Trump claims, implausibly, that he never thought of Michael Cohen as a fixer. He says he thought of him purely as a lawyer. In reality, Trump assigned Cohen to do many jobs that had nothing to do with lawyering, such as threatening contractors and trying to rig an online CNBC poll to make Trump seem more popular than he really was.
So Threatening Contractors isn’t Law 101? Who knew?
Trump is now talking about Michael Cohen, who was the prosecution’s star witness against him. He says Cohen was an “effective” lawyer who turned out to be a “sleazebag.” This is ultimately part of the prosecutors’ case against Trump: he was trying to blame Cohen for everything, but Cohen was who Trump himself chose to defend him for a decade.
It’s hilarious that Trump calls anyone a sleazebag. Trump is the sleaziest sleazebag who ever sleazed. Everything he touches or mentions or looks at turns into sleaze. He’s the mildew of sleaze.
Where Trump looked both dismayed and upset in his brief remarks yesterday, he is back to familiar form, essentially lecturing the news media, and the public, at length about his views on the case, the trial, the judge and prosecutors.
In terms of daily life as opposed to larger matters, that’s one of the worst things about him – how much he talks at us and lectures us on his views in his horrible grating voice using his short stupid words to say brutal stupid things. It’s as if a bratty 8-year-old child got to yammer at us all day every day.

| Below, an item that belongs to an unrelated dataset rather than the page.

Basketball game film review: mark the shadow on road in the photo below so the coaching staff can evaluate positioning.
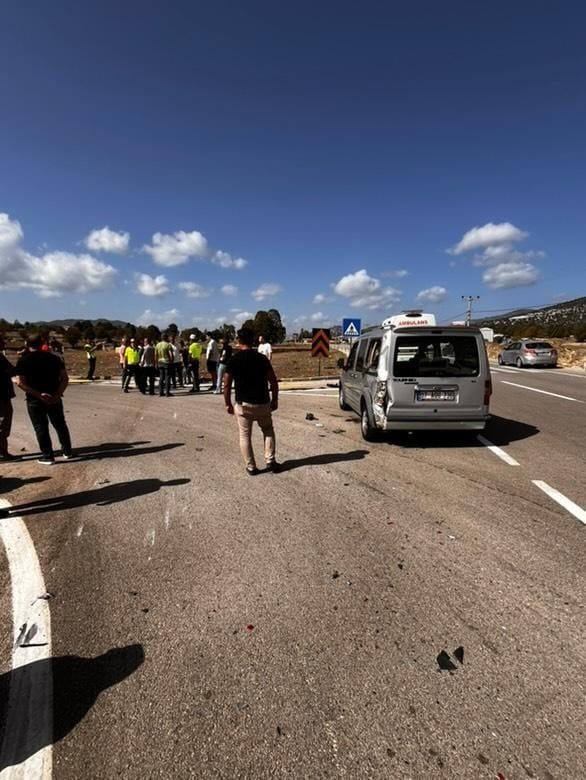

I wouldn’t be quick to assume that probation officers will be hard on him. First, there’s a lot of MAGA types in law enforcement. Second, I don’t know how eager an officer would be to really dig deep and write up a report about all of Trump’s personal history, a lot of which is likely known to the judge anyway, and deal with all the resulting abuse and harassment. If you’re the officer assigned to his case, the easiest thing to do is just dutifully note that he’s a first-time offender but does have other criminal charges pending, is not likely to be a flight risk, etc., and let the judge take the heat.
Amazing that for all that, he’s a ‘first-time offender’
Aw darn it. I took “as well as his personal history” too seriously then. Reality bites.
Don’t take my ramblings here too seriously — I have no better basis for the predilections of NY probation officers than anyone else. But I would be surprised if it’s common for P.O.s to write a long report on the general goodness/badness of a convict, especially one with as long and controversial a public profile as Trump.
Screechy, I’m happy to ghost write one for them if it would help.
I believe being a sleazebag is among the minimal qualifications for the position of Trump lawyer.
Aren’t his remarks about Cohen yet another violation of his gag order? As I understand it, the gag order is still in effect at least until the sentencing hearing in July.
I assume that his legal team for this trial knew that Trump has a no win – no fee policy with lawyers.
Mind you, he also has a policy of win – no fee, too.
The trial was rigged. How do I know? DJT told me so.
How does Trump know the trial was rigged? Because every time he loses, it is because things were rigged against him. He knows that’s how it works because every time he has won, the field was rigged in his favour.
It’s all so simple to think like Trump.
My understanding of ‘theory of mind’ is as follows:
We all start out with very immature minds; unaware that we are even thinking at all, never mind thinking abou the fact that we are thinking. Then we realise that we have thoughts. “I think, therefore I am.”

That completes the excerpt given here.